From hello to thank you, the following five expressions will make you sound more cultured in front of locals.
Chances are that you already know this popular greeting. Namaste is a very respectful way of saying ‘hello.’ Pair it with a folded hand gesture and a gentle bow of your head and neck, and locals will be quite pleased with your manners. Namaskar (nah-mas-kar) and pranam (prah-naam) are also popular greetings which mean the same and can be interchangeably used with namaste.

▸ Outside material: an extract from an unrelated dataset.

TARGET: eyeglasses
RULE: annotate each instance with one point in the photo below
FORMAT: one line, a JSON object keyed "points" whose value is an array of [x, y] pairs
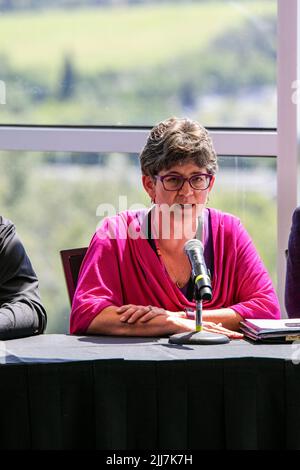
{"points": [[199, 181]]}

While ‘please’ works in most parts of the country, and is more naturally used than its Hindi counterpart – kripaya (kruh-pah-yaa) – it is still an important word to know, especially if you are traveling deep within rural India. Add it to the beginning or end of your sentences to sound polite and respectful.

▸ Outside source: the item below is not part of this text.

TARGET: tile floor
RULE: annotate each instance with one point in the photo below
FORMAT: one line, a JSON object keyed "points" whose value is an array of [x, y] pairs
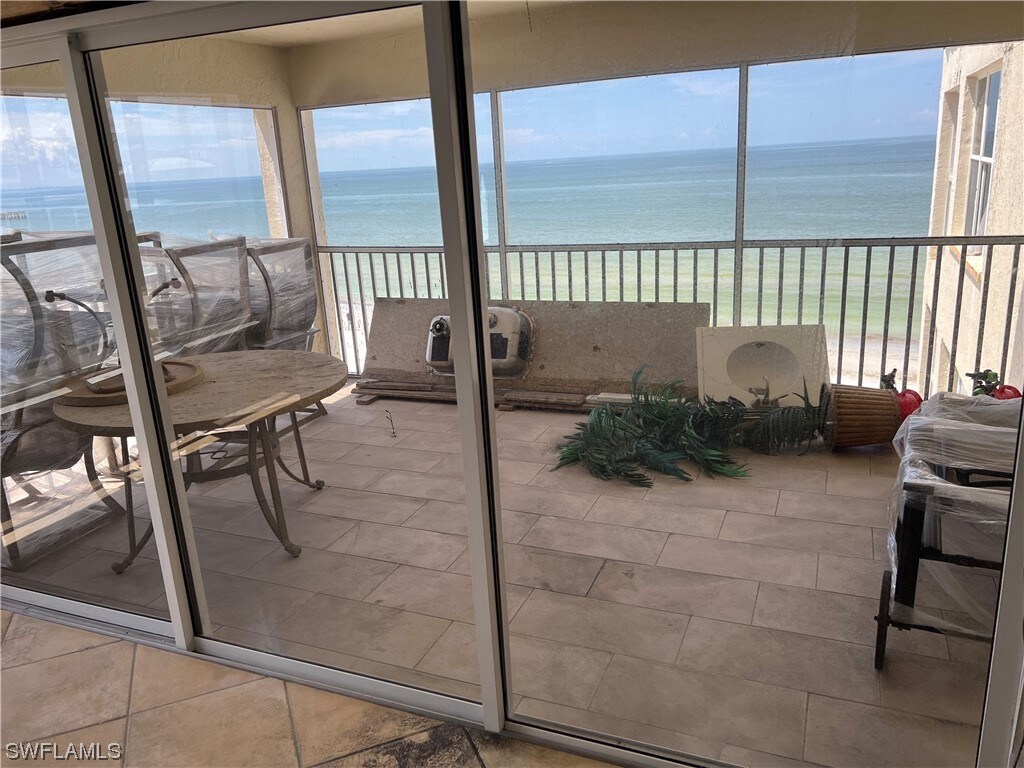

Quite similar to the use of ‘please,’ ‘thank you’ is also commonly used around the country – particularly in the south where Hindi isn’t spoken as much. However, dhanyavad (dhuhn-yuh-vaadh) which means ‘thanks’ is a good word to know. Just as with the use of other common English words, you may be considered more respectful if you use the Hindi equivalent. The Urdu word (though interchangeably used with Hindi) shukriya is also an alternative to ‘thank you’ that you can use around the country.
If you find yourself wanting to chat more with the locals, the Hindi equivalent of ‘How are you?’ – ‘Aap (you) kaise (how) hain (are)?‘ – is a good way to go. If you are asked the same question, you can respond with ‘Main theek hun’ which translates to ‘I am fine.’
The Hindi equivalent of ‘Nice to meet you’ – ‘Aap (you) se milkar (meet) khushi (happiness) huin’ – is an excellent way to end appropriate conversations. If you have met someone who has truly been helpful and you want to stress how happy you are that you’ve met them, add the hindi equivalent of very – bahuth – to the sentence thus making it ‘Aap se milkar bahuth khushi huin.’
The following expressions will be handy if you’re asking for directions, seeking water, a bathroom or even an English speaker.
‘Kya (what) aap (you) English bolte (speak) hain?’ translates to ‘Do you speak English?’ This expression or question will almost always prompt locals to connect you with the nearest English speaker if they cannot assist you themselves.
‘Kya (will) aap (you) meri (me) madad (help) karenge (do)?’ translates to ‘Will you help me?’ You can add kripaya (please) to make your request for help sound even more polite, urgent and inescapable – thus making the expression ‘Kya aap kripaya meri madad karenge?’
Kidhar translates to ‘where.’ ‘Bathroom kidhar hai?’ is therefore, ‘Where is the bathroom?’ You can replace ‘bathroom’ with other words to get directions to wherever it is that you wish to go. For example, if you’re looking to find the railway station you can ask, ‘Railway station kidhar hai?’
Paani means ‘water.’ If you’re traveling around the country in the summer, this is the single most important word to know! ‘Mujhe paani chahiye’ means ‘I need water.’ ‘Paani kidhar hai?’ (meaning ‘Where is water?’) should also do the trick.
Shopping is almost always a priority on the lists of tourists visiting India. ‘Yeh (this) kitne (how) ka hai?’ means ‘How much does this cost?’ While just ‘How much?’ will do in most of urban India, the Hindi version is likely to get you a lower price quote. Bring it down even further by saying ‘Bahut (very) zyaada (high), Kum (less) karo (do/make)‘ which translates to ‘very high, lower it!’